Dipublish pada:
Mutia (15), tak menyangka dirinya harus menjadi yatim di usia muda. Pemilik nama lengkap Mutia Qisti Rajani ini mengaku sangat merindukan sosok ayah. Ayahnya pergi meninggalkan dunia ini saat ia masih duduk di kelas dua SD. Saat itu usianya masih 7 tahun.
Mutia merupakan salah seorang binaan Daarut Tauhiid (DT) Peduli Sumatera Utara (Sumut) pada program Orang Tua Asuh Peduli Pendidikan (OTAPP). Senin (28/10), tim DT Peduli berkunjung ke sekolahnya. Saat ia dimintai pendapat tentang orang tua asuh yang sudah membiayai sekolahnya selama ini, Mutia mengaku rindu pada sosok ayah.

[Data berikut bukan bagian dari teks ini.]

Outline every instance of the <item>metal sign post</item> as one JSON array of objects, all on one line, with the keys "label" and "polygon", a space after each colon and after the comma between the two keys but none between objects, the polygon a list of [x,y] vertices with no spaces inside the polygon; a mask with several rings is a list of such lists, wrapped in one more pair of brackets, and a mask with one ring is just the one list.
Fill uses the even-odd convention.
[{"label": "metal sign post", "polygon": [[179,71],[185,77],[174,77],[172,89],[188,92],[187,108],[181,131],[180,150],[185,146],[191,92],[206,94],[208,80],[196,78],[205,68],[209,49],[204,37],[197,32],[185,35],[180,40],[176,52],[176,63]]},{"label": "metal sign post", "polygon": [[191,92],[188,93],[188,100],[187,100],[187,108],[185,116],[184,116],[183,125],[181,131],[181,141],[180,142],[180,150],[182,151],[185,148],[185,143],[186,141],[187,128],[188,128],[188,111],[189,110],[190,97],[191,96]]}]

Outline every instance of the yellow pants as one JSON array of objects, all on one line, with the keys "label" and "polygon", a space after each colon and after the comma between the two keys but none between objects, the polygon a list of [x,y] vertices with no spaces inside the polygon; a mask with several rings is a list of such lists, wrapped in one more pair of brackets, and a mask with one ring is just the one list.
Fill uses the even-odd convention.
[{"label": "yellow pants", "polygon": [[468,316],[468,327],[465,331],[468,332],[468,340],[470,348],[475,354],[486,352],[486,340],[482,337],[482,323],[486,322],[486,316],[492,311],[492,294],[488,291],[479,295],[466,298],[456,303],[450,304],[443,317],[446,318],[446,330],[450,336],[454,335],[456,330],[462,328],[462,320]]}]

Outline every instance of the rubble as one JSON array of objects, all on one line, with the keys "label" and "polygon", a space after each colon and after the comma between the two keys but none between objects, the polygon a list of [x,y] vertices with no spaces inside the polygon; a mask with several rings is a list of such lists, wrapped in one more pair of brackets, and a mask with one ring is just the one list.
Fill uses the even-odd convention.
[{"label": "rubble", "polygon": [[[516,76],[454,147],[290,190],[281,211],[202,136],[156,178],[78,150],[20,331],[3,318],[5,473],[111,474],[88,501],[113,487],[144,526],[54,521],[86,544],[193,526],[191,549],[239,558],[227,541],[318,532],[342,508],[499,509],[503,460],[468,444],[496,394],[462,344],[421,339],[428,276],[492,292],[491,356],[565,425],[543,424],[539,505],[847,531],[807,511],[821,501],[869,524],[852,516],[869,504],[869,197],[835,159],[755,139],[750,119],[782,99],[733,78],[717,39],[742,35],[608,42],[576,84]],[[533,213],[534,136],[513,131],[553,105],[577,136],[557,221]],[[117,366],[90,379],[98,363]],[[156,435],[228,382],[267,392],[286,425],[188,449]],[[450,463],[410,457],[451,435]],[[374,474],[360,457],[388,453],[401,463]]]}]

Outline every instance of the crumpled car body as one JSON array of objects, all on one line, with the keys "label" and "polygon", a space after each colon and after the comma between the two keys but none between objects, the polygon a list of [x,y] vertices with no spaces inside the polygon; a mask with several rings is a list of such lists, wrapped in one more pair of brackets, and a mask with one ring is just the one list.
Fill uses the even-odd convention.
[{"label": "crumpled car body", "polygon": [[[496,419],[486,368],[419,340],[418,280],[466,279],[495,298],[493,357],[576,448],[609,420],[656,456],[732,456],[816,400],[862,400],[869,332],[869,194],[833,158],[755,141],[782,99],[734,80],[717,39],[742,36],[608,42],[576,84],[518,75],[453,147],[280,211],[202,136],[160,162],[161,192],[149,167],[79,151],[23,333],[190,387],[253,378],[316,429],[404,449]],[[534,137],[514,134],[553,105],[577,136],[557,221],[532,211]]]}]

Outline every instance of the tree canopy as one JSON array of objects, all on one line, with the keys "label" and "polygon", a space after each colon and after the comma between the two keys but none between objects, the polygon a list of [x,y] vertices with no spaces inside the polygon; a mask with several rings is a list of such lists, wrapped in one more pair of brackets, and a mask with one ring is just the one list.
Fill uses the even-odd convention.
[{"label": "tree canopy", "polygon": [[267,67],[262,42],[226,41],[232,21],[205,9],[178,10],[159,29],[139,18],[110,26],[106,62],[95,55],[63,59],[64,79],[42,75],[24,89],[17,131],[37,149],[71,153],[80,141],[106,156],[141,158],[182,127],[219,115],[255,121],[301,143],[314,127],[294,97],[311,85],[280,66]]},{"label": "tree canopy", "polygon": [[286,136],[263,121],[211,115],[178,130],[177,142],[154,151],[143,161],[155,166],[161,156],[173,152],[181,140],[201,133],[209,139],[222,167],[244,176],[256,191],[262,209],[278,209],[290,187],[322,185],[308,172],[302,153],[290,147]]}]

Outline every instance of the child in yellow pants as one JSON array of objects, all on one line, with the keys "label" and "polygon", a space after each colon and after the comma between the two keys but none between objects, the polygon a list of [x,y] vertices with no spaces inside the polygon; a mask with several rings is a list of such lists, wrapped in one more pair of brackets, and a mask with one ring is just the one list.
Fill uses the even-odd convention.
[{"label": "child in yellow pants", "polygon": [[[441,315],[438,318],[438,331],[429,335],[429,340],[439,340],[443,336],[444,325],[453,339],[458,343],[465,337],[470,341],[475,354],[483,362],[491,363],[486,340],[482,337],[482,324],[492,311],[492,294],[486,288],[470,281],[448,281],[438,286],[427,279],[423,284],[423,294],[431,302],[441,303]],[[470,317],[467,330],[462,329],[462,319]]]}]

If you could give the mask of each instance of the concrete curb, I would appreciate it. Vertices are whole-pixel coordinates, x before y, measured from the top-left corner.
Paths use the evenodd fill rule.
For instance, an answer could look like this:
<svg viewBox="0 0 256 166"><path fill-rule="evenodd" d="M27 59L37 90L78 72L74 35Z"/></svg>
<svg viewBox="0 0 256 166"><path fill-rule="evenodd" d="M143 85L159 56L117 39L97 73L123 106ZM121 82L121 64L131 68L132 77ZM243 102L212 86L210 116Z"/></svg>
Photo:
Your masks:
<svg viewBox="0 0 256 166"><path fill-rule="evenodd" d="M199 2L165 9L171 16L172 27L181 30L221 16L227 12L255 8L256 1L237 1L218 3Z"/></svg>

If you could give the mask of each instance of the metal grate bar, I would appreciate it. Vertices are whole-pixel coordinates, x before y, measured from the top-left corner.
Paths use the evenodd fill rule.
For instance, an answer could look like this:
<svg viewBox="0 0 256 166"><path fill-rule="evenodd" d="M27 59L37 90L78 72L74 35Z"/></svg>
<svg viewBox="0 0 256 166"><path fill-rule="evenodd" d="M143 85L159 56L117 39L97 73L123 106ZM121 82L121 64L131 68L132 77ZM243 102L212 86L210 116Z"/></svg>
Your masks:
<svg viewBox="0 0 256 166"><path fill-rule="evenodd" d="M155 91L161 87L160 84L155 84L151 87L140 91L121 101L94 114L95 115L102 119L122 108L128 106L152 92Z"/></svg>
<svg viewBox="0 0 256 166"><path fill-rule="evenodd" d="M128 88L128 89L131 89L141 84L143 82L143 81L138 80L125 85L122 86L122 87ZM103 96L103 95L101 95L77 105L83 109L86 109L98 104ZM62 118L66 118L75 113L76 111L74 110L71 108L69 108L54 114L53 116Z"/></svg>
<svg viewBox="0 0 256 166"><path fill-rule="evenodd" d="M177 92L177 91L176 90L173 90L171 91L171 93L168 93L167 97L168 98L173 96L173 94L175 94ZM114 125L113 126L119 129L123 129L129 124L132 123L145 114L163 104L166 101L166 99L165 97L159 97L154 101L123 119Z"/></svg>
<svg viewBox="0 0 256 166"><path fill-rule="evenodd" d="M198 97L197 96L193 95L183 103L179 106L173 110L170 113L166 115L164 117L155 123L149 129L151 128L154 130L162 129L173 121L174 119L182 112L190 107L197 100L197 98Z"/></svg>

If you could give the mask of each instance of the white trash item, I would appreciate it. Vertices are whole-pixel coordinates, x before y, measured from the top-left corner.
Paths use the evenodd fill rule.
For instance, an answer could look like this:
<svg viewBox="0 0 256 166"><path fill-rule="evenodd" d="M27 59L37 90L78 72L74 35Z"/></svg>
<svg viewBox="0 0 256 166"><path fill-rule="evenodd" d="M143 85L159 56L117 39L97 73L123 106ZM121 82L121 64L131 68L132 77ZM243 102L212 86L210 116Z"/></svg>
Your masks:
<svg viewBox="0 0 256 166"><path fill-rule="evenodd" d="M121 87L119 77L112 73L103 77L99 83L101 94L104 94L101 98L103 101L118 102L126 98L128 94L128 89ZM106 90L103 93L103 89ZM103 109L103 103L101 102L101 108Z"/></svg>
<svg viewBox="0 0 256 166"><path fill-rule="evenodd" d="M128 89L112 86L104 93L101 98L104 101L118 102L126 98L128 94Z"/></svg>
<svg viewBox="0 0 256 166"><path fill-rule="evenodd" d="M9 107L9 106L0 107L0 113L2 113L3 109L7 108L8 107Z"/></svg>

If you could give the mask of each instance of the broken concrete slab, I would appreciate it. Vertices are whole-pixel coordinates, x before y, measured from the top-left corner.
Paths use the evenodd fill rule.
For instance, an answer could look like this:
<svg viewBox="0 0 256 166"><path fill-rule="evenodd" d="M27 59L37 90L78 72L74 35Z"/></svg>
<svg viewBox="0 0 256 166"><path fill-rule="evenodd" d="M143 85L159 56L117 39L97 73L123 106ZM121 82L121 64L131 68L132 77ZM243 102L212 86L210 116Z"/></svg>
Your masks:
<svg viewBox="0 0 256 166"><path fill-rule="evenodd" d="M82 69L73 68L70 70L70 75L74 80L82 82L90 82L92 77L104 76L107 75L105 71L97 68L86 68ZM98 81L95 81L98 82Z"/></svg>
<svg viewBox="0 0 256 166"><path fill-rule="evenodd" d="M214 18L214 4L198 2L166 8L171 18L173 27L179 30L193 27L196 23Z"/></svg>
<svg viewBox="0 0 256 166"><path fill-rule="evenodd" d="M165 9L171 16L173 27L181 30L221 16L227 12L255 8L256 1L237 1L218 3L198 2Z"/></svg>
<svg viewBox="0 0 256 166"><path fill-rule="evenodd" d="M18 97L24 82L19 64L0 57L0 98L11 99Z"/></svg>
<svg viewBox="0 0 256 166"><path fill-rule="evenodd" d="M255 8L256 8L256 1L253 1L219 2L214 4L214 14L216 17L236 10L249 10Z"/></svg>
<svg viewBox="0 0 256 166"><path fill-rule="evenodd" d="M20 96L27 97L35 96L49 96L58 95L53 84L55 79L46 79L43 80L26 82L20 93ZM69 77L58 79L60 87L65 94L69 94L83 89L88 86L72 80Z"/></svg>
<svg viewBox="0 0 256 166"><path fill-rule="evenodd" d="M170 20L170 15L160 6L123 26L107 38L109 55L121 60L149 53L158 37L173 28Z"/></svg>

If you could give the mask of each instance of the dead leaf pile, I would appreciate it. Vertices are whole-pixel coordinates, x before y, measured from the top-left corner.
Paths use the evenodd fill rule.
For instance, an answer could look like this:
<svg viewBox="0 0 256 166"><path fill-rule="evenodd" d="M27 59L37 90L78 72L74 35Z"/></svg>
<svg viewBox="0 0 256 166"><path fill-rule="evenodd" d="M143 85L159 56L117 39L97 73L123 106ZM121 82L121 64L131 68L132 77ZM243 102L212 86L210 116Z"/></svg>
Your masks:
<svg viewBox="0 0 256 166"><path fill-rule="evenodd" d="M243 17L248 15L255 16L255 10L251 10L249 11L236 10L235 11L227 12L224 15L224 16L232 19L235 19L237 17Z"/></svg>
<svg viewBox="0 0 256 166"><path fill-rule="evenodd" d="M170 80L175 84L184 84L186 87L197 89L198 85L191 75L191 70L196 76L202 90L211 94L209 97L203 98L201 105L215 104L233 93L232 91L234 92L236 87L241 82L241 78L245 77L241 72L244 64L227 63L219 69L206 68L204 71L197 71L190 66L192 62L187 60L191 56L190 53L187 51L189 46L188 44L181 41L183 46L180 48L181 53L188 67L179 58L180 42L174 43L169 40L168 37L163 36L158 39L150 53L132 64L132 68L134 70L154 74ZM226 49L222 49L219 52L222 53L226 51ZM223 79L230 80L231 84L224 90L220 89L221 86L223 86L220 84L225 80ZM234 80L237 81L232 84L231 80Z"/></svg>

"Seneng ada yang membiayai Mutia sekolah,". Ungkap Mutia sambil menahan nafas dan mencoba untuk tidak menangis.
"Mutia rindu dengan Buya," ucap Mutia lirih dan tidak bisa mengungkapkan isi hatinya lagi.
Orang Tua Asuh Peduli Pendidikan adalah program Beasiswa Prestatif yang menjadi program reguler DT Peduli Sumut.
"Terima kasih orang tua asuh, semoga apa yang diberikan dibalas oleh Allah". Tutup Mutia (Kustriawan)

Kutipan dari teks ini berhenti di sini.